This is the second in a sequence of lectures about regression models and methodology. These regression models are central in econometrics. Current methodology underlying these models makes them completely useless for learning about the real world. To learn how and why, we first discuss the differences between nominalist and realist methodology for science.

Underlying Philosophy of Science

Many important structures of the real world are hidden from view. However, as briefly sketched in previous lecture on Ibnul Haytham: First Scientist, current views say that science is only based on observables. Causation is central to statistics and econometrics, but it is not observable. As a result, there is no notation available to describe the relationship of causation between two variables. We will use X => Y as a notation for X causes Y. Roughly speaking, this means that if values of X were to change, then Y would have a tendency to change as a result.

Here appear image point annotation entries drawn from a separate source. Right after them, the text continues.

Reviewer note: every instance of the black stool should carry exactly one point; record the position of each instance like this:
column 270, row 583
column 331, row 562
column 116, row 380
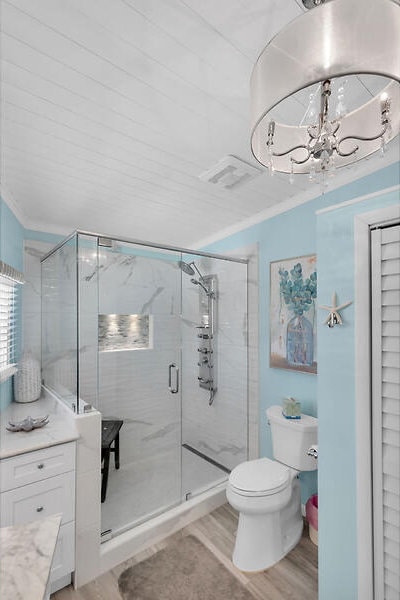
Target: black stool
column 109, row 435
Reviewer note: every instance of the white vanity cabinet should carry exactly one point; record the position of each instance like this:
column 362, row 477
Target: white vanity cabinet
column 36, row 485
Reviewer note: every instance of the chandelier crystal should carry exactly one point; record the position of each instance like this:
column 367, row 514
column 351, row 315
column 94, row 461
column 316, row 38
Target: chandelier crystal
column 342, row 39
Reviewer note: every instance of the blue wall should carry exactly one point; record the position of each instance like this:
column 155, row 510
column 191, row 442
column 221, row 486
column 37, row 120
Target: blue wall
column 330, row 394
column 295, row 233
column 11, row 252
column 336, row 406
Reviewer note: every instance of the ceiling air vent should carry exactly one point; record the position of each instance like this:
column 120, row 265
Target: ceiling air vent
column 230, row 172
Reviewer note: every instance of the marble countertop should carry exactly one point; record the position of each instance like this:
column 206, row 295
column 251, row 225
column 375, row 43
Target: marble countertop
column 26, row 554
column 60, row 429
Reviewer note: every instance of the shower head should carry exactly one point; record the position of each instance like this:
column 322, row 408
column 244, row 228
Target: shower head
column 208, row 292
column 186, row 268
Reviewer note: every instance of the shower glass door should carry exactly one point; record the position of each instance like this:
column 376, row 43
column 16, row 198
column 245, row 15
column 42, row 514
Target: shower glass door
column 139, row 347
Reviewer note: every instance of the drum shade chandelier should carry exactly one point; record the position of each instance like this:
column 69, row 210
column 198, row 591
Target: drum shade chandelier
column 336, row 39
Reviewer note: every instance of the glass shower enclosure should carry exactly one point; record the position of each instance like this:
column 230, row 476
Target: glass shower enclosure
column 155, row 339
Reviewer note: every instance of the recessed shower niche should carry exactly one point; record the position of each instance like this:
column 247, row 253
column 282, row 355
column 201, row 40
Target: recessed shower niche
column 125, row 332
column 120, row 332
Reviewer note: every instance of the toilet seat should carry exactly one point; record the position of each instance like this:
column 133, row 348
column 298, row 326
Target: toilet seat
column 261, row 477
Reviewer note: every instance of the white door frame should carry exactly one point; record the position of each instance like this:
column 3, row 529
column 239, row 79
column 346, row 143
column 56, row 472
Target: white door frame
column 362, row 224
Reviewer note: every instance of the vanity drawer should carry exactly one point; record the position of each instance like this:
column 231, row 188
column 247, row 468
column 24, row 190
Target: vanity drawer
column 34, row 466
column 55, row 495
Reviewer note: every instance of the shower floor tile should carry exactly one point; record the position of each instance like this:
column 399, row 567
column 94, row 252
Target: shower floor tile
column 134, row 491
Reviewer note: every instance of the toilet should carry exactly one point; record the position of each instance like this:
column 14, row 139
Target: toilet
column 266, row 493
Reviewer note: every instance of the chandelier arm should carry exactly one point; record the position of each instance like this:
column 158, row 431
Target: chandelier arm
column 300, row 147
column 359, row 138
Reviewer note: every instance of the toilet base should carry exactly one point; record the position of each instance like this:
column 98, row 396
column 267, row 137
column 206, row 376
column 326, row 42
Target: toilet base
column 264, row 539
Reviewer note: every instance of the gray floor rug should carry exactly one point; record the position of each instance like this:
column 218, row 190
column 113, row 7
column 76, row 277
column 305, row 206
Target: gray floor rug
column 185, row 570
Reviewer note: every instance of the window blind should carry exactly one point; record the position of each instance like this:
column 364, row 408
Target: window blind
column 385, row 245
column 9, row 280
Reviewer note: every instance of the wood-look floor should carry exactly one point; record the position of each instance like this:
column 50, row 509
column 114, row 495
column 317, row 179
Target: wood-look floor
column 295, row 577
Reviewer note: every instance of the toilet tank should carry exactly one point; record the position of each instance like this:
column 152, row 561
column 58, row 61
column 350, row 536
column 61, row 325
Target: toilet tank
column 291, row 438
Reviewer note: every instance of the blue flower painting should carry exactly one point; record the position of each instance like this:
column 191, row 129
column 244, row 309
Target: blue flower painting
column 292, row 314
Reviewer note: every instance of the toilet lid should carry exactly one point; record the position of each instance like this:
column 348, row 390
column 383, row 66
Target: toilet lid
column 261, row 477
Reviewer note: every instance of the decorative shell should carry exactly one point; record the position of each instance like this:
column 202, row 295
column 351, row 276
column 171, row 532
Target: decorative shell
column 28, row 424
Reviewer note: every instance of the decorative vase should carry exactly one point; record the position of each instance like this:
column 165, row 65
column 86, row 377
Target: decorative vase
column 299, row 341
column 27, row 384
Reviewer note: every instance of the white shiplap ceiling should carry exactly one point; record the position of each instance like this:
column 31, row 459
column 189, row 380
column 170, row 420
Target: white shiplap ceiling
column 111, row 109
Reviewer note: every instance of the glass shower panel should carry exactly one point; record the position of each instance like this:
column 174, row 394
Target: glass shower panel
column 139, row 343
column 88, row 319
column 214, row 422
column 59, row 323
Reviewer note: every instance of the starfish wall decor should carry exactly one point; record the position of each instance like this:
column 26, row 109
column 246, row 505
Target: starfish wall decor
column 334, row 317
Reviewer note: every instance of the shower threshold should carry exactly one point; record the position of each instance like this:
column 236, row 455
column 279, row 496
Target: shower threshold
column 207, row 458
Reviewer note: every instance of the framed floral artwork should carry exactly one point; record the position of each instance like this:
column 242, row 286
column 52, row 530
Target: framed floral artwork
column 293, row 288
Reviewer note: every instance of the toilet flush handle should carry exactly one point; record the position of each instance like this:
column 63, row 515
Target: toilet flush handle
column 313, row 451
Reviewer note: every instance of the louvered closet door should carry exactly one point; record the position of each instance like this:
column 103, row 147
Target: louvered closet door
column 385, row 285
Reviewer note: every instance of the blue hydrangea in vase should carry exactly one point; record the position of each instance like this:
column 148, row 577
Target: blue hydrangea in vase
column 299, row 296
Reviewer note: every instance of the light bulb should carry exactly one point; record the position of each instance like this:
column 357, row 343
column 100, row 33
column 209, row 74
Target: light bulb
column 291, row 177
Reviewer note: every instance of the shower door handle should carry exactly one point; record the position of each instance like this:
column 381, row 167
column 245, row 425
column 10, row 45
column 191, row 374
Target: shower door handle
column 173, row 390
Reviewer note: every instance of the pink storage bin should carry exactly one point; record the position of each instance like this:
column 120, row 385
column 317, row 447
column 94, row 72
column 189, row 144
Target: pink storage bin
column 312, row 518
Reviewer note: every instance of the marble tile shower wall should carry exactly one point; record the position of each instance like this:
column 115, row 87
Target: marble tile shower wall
column 219, row 430
column 58, row 353
column 132, row 385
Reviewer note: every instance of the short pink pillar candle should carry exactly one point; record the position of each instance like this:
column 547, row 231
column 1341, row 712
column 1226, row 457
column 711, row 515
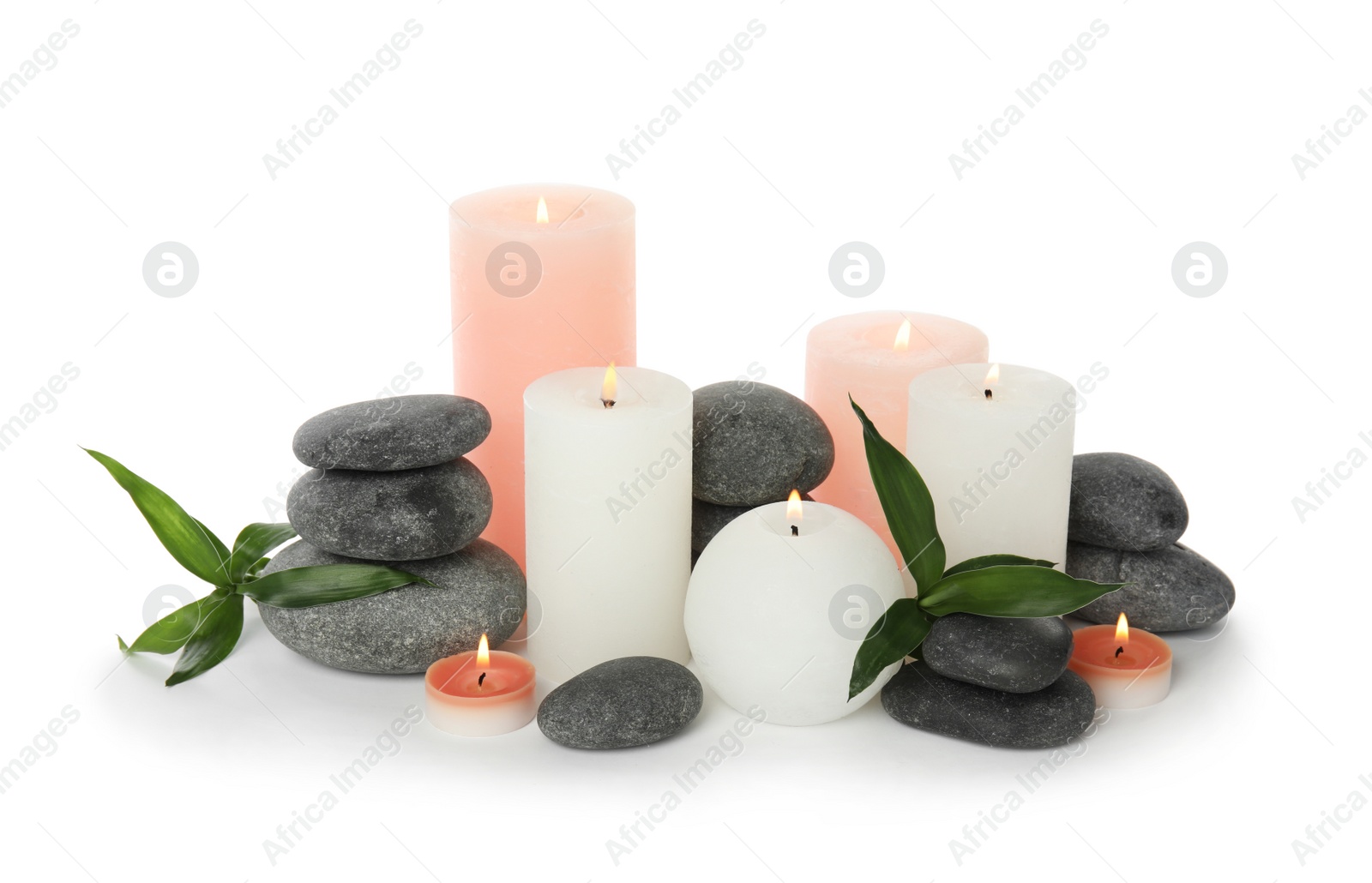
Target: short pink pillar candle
column 480, row 693
column 542, row 280
column 873, row 357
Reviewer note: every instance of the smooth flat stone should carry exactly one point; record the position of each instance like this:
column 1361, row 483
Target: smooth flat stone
column 710, row 519
column 622, row 704
column 479, row 588
column 1049, row 718
column 1170, row 590
column 394, row 432
column 391, row 516
column 1001, row 653
column 1122, row 502
column 755, row 443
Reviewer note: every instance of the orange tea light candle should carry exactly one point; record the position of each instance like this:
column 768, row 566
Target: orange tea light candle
column 1127, row 668
column 480, row 693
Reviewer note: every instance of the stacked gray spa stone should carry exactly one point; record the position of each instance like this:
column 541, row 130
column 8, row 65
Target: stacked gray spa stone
column 1125, row 520
column 388, row 484
column 1001, row 682
column 754, row 444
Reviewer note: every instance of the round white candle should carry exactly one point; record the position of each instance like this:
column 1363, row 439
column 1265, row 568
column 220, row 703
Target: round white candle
column 607, row 510
column 775, row 620
column 999, row 468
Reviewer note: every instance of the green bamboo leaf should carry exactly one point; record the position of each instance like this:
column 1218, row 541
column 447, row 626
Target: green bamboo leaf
column 896, row 634
column 326, row 583
column 213, row 640
column 189, row 540
column 254, row 542
column 171, row 633
column 905, row 498
column 1008, row 590
column 990, row 561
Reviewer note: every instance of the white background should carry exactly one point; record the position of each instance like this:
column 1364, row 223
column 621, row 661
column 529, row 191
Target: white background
column 319, row 287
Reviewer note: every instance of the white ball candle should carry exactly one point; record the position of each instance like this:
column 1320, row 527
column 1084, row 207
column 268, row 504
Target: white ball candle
column 779, row 604
column 607, row 506
column 994, row 446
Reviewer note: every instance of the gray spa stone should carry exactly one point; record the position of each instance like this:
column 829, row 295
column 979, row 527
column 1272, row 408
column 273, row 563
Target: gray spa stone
column 755, row 443
column 395, row 432
column 478, row 588
column 622, row 704
column 1120, row 501
column 391, row 516
column 710, row 519
column 1170, row 590
column 1001, row 653
column 1049, row 718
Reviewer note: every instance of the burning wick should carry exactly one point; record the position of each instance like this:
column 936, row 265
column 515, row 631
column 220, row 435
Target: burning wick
column 992, row 376
column 610, row 387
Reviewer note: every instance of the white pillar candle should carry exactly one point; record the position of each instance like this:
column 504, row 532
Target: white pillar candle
column 775, row 617
column 998, row 464
column 607, row 499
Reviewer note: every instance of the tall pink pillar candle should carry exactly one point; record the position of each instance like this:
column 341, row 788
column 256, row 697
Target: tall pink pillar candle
column 873, row 357
column 542, row 281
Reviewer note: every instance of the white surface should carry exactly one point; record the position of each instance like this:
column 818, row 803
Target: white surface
column 774, row 619
column 322, row 285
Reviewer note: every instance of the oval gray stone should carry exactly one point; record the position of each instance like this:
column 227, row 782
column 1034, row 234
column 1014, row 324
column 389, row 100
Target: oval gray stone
column 477, row 590
column 1120, row 501
column 710, row 519
column 394, row 432
column 755, row 443
column 1049, row 718
column 391, row 516
column 1001, row 653
column 1170, row 590
column 622, row 704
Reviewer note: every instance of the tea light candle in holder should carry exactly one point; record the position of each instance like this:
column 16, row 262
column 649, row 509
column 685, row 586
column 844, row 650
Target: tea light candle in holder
column 1127, row 668
column 480, row 693
column 779, row 605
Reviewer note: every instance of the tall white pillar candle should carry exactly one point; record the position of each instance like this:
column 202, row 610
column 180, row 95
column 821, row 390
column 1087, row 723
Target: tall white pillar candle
column 607, row 494
column 994, row 444
column 775, row 615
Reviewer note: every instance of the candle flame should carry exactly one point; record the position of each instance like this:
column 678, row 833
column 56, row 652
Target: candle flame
column 902, row 338
column 610, row 386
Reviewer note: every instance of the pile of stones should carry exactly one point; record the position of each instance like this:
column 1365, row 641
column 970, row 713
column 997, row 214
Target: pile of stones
column 388, row 484
column 754, row 444
column 996, row 681
column 1124, row 524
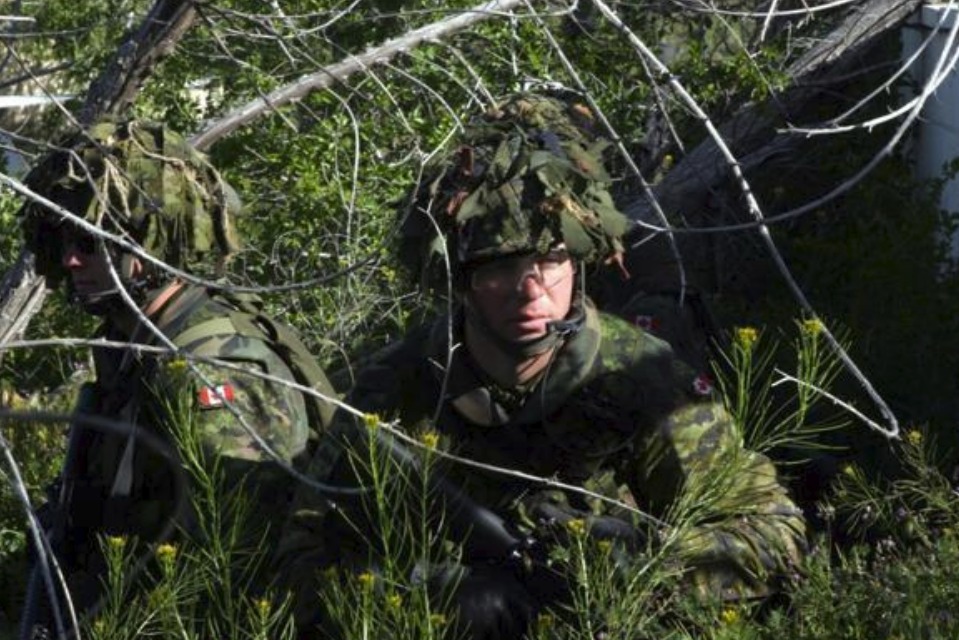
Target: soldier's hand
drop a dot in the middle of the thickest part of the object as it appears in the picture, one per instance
(556, 518)
(491, 604)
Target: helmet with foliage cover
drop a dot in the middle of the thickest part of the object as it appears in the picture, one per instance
(525, 176)
(142, 181)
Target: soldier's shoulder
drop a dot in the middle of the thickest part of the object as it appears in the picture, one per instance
(629, 342)
(649, 360)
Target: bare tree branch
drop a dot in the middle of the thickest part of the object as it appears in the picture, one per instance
(341, 70)
(686, 187)
(22, 291)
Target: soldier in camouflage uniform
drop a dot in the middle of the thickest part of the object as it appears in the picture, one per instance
(537, 380)
(144, 183)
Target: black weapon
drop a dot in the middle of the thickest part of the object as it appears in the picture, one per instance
(42, 610)
(43, 606)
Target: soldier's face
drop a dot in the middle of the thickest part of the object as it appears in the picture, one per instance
(519, 296)
(84, 260)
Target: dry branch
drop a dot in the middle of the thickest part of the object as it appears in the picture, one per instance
(22, 291)
(752, 132)
(338, 72)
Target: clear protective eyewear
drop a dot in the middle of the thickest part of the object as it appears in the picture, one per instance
(78, 240)
(509, 274)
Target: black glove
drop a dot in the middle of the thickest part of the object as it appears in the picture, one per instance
(556, 517)
(487, 603)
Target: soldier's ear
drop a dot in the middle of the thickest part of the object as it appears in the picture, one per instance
(132, 267)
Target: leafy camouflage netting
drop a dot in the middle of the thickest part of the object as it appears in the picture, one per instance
(527, 175)
(139, 179)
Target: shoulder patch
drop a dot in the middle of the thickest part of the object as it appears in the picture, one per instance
(703, 385)
(213, 397)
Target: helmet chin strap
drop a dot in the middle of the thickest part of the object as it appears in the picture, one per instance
(557, 331)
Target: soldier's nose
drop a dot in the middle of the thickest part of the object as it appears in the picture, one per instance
(71, 259)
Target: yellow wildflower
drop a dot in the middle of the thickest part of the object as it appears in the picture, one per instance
(812, 327)
(117, 543)
(545, 622)
(430, 440)
(166, 553)
(746, 337)
(366, 579)
(729, 616)
(577, 526)
(176, 366)
(914, 437)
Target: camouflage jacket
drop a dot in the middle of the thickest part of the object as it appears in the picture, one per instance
(616, 412)
(125, 486)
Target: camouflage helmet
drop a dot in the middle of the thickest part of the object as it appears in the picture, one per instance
(526, 175)
(138, 179)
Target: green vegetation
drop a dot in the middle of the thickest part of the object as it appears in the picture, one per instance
(322, 179)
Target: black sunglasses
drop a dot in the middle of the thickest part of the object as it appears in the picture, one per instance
(82, 242)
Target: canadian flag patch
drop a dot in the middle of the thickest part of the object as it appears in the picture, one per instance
(647, 323)
(703, 385)
(213, 397)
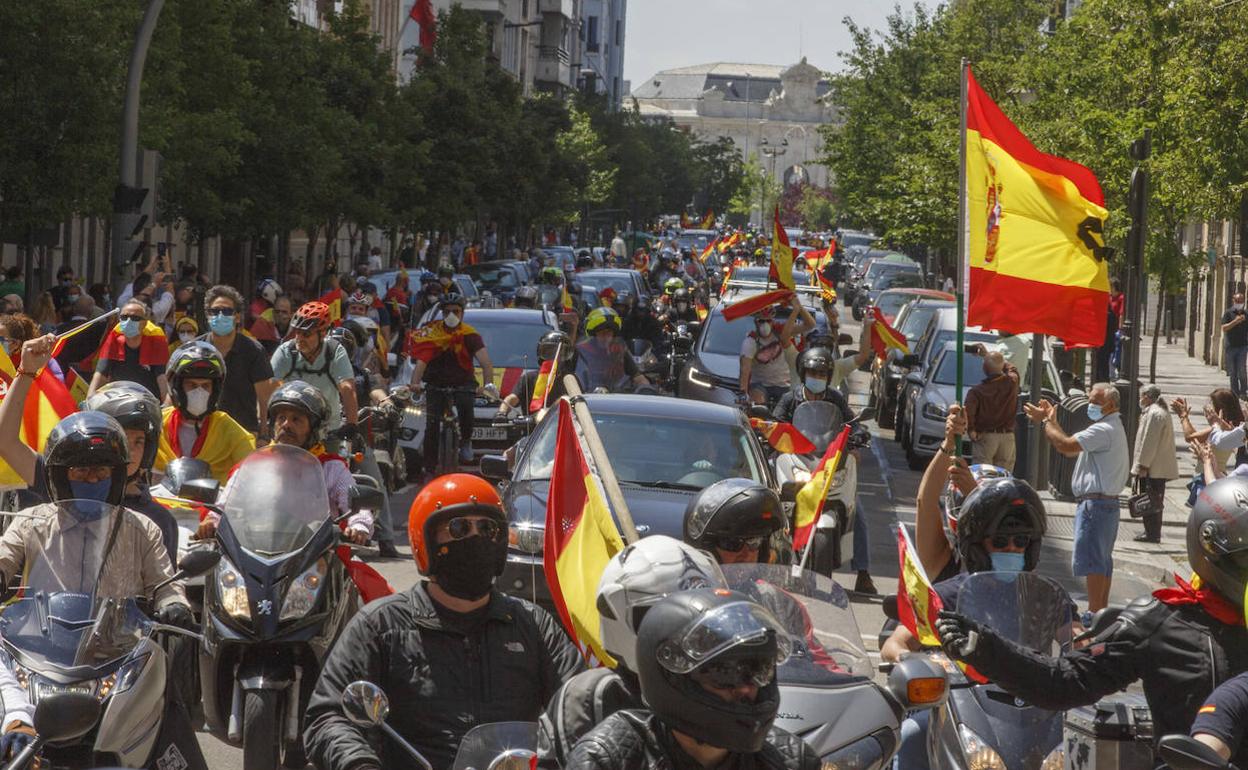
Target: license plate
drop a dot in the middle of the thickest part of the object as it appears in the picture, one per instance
(488, 433)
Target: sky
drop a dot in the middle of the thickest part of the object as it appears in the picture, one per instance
(665, 34)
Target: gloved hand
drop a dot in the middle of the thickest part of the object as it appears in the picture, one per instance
(959, 634)
(179, 614)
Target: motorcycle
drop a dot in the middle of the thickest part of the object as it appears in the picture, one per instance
(275, 604)
(828, 693)
(503, 745)
(820, 422)
(61, 637)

 This is not observable for two separate reasons. ONE because it is based on a counterfactual. In another world, where the value of X was different from what was actually observed in our current world, this change would exert pressure on Y to change. TWO X exerts an influence on Y, but there are other causal factors which are also involved. Thus Y might not actually change in the expected direction because the effect of X might be offset by other causal factors which we have not accounted for. For both of these reasons, causality is not directly observable.

Achieving Conceptual Clarity

The standard approach to statistics and econometrics is based on a huge number of confusions. The same word is used for many different concepts. To clear up these confusions, we need to develop new language and notations. We start by distinguishing between three different types of ideas:

  1. O-concepts refer to the Observables.
  2. M-concepts refer to a model for the data
  3. R-concepts refer to the Real World

R-concepts refer to factors in the real world, and causal effects which link them. For example, Household income could be one of the factors which causally influences consumption decisions. Let us use HI* and HC* to denote real world household income and consumption for some particular household.  We will use => to denote causation: HI* => HC*.  A household income-expenditure survey obtains measures HI and HC of HI* and HC*.

Real vs Econometric Models

We will use this notational convention to distinguish between real world concepts and their observable counterparts. An econometric model attempts to find a model which fits data on HI and HC. A real model uses the data on HI and HC as clues to tease out causal relationships within real world variables HI* and HC*.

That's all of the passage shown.